Dutch Staten Vertaling

French 1910

1 Samuel

31

1De Filistijnen dan steden tegen Israel; en de mannen Israels vloden voor het aangezicht der Filistijnen, en vielen verslagen op het gebergte Gilboa.
1Les Philistins livrèrent bataille à Israël, et les hommes d'Israël prirent la fuite devant les Philistins et tombèrent morts sur la montagne de Guilboa.
2En de Filistijnen hielden dicht op Saul en zijn zonen; en de Filistijnen sloegen Jonathan, en Abinadab, en Malchisua, de zonen van Saul.
2Les Philistins poursuivirent Saül et ses fils, et tuèrent Jonathan, Abinadab et Malkischua, fils de Saül.
3En de strijd werd zwaar tegen Saul; en de mannen, die met den boog schieten, troffen hem aan, en hij vreesde zeer voor de schutters.
3L'effort du combat porta sur Saül; les archers l'atteignirent, et le blessèrent grièvement.

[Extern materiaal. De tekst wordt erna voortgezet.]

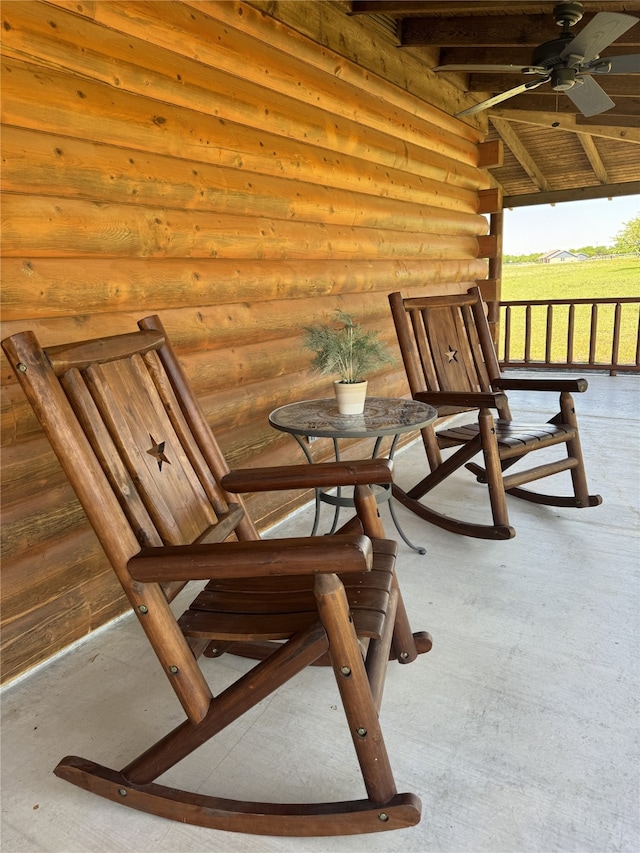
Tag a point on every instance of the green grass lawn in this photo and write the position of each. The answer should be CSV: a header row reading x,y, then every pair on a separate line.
x,y
605,279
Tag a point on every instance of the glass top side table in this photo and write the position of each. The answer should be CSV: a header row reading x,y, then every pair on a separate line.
x,y
382,416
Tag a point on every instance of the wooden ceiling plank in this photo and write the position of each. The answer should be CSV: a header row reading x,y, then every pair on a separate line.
x,y
621,85
578,194
511,140
593,156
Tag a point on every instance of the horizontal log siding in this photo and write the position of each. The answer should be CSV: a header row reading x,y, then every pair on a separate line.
x,y
206,162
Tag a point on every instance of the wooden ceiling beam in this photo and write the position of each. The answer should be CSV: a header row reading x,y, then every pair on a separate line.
x,y
589,148
511,140
416,8
562,104
606,120
567,122
494,30
518,56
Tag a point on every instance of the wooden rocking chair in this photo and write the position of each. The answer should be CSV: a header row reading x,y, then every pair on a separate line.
x,y
135,445
451,363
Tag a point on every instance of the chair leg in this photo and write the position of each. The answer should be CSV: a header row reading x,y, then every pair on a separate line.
x,y
493,469
131,786
574,449
406,645
353,684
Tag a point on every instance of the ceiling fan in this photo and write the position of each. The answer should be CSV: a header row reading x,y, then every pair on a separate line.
x,y
569,61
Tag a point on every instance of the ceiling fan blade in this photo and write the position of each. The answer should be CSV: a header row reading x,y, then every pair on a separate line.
x,y
598,34
589,97
496,99
490,69
624,64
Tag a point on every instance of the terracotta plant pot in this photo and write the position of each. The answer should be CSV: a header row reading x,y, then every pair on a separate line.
x,y
350,396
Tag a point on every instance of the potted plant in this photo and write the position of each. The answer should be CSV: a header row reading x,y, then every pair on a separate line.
x,y
349,351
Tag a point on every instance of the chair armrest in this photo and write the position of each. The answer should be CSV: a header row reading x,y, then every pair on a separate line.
x,y
468,399
262,558
323,475
526,384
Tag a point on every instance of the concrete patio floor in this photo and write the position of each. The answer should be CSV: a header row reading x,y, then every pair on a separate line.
x,y
519,731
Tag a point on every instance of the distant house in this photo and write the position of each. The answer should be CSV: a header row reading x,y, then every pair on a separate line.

4Toen zeide Saul tot zijn wapendrager: Trek uw zwaard uit, en doorsteek mij daarmede, dat misschien deze onbesnedenen niet komen, en mij doorsteken, en met mij den spot drijven. Maar zijn wapendrager wilde niet, want hij vreesde zeer. Toen nam Saul het zwaard, en viel daarin.
4Saül dit alors à celui qui portait ses armes: Tire ton épée, et m'en transperce, de peur que ces incirconcis ne viennent me percer et me faire subir leurs outrages. Celui qui portait ses armes ne voulut pas, car il était saisi de crainte. Et Saül prit son épée, et se jeta dessus.

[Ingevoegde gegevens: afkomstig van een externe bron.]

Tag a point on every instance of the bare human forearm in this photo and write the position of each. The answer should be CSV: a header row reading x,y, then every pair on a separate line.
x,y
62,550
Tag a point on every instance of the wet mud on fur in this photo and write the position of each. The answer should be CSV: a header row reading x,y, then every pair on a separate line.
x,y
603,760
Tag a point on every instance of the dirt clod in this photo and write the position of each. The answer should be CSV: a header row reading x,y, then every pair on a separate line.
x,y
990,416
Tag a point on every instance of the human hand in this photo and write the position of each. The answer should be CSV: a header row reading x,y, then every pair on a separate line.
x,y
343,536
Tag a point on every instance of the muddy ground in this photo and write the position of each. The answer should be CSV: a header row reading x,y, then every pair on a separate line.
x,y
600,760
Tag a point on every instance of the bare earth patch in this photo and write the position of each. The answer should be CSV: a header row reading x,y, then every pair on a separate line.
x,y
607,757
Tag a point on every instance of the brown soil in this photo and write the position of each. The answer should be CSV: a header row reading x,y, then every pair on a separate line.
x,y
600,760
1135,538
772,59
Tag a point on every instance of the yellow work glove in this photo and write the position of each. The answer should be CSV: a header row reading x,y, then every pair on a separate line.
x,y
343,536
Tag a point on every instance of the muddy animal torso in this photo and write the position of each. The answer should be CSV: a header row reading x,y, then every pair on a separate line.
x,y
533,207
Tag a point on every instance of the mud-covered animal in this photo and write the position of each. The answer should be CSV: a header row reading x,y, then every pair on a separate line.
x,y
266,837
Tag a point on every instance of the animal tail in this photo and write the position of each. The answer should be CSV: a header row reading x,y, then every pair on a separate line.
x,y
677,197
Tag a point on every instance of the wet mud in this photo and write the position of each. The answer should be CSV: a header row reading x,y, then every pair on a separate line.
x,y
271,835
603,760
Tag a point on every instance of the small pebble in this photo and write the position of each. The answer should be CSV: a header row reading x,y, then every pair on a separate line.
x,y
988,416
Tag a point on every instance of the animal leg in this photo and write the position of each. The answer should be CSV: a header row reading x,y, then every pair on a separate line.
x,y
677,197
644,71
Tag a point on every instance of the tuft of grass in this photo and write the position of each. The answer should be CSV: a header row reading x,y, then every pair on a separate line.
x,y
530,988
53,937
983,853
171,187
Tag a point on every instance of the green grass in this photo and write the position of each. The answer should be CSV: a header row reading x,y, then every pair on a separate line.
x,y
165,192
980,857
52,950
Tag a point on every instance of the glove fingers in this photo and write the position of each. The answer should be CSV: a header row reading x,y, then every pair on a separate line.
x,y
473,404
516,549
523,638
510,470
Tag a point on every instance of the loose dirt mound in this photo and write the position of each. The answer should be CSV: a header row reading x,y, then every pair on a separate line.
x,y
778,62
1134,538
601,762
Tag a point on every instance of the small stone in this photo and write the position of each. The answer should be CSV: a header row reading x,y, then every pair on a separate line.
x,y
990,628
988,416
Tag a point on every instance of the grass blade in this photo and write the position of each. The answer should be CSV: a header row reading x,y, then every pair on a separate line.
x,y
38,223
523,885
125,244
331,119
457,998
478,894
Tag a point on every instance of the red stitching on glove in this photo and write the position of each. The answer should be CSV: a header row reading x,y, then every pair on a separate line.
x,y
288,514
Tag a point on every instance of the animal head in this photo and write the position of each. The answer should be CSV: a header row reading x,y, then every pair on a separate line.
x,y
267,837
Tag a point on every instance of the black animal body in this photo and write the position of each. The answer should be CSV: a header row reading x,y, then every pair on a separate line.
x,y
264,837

5Toen zijn wapendrager zag, dat Saul dood was, zo viel hij ook in zijn zwaard en stierf met hem.
5Celui qui portait les armes de Saül, le voyant mort, se jeta aussi sur son épée, et mourut avec lui.

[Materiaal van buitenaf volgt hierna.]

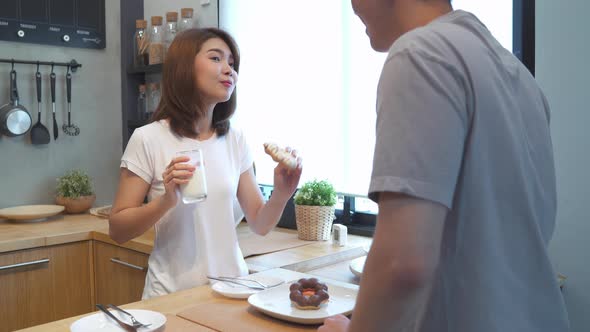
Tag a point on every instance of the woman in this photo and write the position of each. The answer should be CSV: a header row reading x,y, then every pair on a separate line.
x,y
194,240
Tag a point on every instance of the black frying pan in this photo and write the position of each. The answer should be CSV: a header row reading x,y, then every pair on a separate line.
x,y
15,120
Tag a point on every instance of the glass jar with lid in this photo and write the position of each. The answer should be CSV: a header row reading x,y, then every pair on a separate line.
x,y
186,20
156,48
170,29
141,44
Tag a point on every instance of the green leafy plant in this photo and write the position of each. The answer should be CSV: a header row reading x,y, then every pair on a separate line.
x,y
73,184
318,193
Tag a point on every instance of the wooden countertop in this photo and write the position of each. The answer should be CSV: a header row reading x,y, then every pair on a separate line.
x,y
302,257
64,229
318,258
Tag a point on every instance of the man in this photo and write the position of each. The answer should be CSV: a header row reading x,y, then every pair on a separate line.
x,y
464,177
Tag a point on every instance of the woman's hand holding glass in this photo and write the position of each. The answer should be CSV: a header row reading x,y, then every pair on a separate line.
x,y
178,172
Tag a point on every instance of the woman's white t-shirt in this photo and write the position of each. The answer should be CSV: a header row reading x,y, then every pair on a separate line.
x,y
192,240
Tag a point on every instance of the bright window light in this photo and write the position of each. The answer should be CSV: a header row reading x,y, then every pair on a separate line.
x,y
308,79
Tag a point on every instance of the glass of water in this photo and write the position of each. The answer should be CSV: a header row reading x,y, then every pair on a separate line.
x,y
196,189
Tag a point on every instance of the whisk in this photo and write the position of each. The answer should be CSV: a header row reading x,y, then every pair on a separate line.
x,y
70,129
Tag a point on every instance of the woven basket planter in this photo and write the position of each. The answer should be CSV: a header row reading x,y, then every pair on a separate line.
x,y
314,222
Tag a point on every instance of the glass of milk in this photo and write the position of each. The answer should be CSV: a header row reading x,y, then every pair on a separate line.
x,y
196,189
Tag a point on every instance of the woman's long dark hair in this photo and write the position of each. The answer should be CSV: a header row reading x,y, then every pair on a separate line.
x,y
180,103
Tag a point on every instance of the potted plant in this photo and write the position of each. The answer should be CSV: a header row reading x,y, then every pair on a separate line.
x,y
314,210
74,192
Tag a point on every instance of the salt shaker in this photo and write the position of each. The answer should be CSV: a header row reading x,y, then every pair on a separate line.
x,y
339,235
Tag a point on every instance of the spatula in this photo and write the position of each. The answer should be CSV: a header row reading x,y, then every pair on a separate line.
x,y
55,130
39,133
70,129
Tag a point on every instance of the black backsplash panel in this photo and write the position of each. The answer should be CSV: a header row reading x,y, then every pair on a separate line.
x,y
69,23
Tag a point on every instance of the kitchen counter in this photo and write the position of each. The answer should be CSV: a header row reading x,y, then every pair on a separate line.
x,y
280,248
281,255
64,229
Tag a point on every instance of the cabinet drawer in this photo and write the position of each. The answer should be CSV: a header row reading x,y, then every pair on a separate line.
x,y
44,284
120,274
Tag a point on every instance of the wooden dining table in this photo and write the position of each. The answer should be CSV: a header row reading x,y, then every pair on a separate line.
x,y
202,309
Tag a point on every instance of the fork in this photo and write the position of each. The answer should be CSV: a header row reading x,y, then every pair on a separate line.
x,y
243,282
134,321
124,325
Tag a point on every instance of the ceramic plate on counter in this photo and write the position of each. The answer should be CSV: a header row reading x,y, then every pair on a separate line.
x,y
235,291
357,265
30,212
275,302
100,322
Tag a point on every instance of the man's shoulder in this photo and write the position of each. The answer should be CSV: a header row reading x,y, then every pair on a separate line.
x,y
442,39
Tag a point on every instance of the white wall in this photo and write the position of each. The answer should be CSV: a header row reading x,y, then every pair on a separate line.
x,y
207,14
563,70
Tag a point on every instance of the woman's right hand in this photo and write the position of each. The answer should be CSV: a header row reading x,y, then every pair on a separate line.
x,y
177,172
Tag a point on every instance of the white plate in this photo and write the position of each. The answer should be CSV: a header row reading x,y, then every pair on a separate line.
x,y
100,322
235,291
30,212
275,302
357,265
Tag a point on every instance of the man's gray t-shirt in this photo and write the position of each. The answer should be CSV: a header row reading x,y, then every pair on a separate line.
x,y
461,122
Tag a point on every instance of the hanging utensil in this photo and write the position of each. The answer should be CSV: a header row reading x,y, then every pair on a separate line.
x,y
70,129
15,120
39,133
52,77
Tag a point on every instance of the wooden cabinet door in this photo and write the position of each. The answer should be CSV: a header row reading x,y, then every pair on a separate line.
x,y
44,284
25,289
73,279
120,274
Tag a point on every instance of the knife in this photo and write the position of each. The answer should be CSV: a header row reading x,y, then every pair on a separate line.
x,y
237,282
125,326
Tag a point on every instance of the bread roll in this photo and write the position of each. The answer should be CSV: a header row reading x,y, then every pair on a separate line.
x,y
280,155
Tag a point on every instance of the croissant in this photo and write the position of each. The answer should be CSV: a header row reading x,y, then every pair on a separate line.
x,y
280,155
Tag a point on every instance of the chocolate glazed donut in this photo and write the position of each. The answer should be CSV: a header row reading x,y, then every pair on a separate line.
x,y
308,294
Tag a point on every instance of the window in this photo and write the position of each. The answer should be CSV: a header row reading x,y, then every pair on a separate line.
x,y
308,79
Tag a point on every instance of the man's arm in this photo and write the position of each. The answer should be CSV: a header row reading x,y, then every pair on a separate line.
x,y
401,265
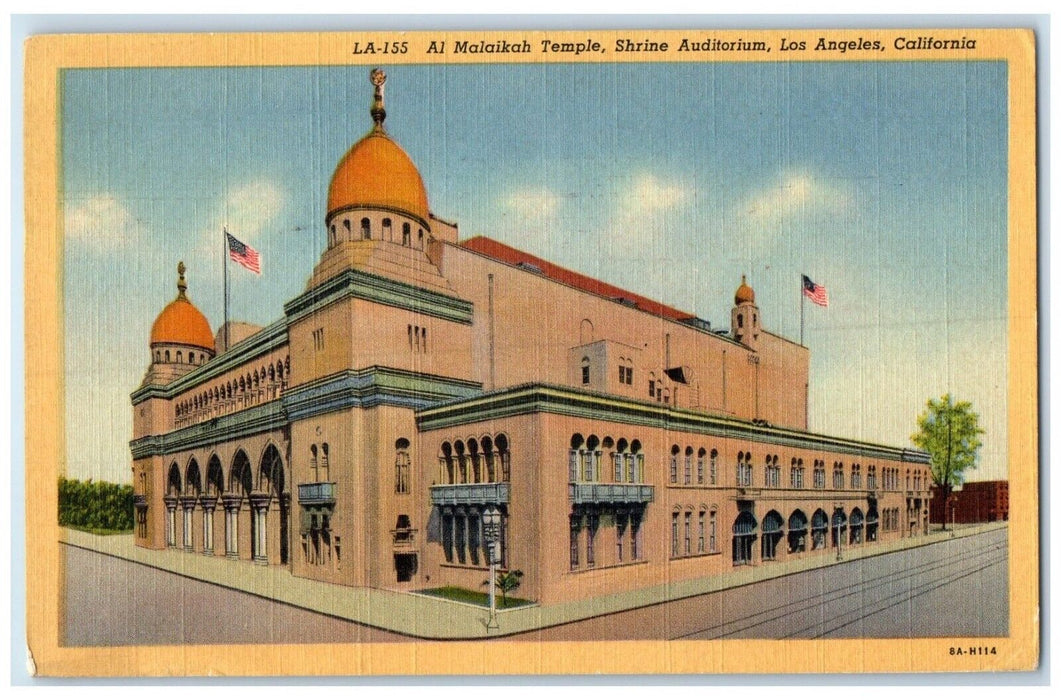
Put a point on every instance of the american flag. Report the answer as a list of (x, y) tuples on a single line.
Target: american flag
[(243, 254), (815, 293)]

6Alzo stierf Saul, en zijn drie zonen, en zijn wapendrager, ook al zijn mannen, te dienzelven dage te gelijk.
6Ainsi périrent en même temps, dans cette journée, Saül et ses trois fils, celui qui portait ses armes, et tous ses gens.
7Als de mannen van Israel, die aan deze zijde van het dal waren, en die aan deze zijde der Jordaan waren, zagen, dat de mannen van Israel gevloden waren, en dat Saul en zijn zonen dood waren, zo verlieten zij de steden, en zij vloden. Toen kwamen de Filistijnen en woonden daarin.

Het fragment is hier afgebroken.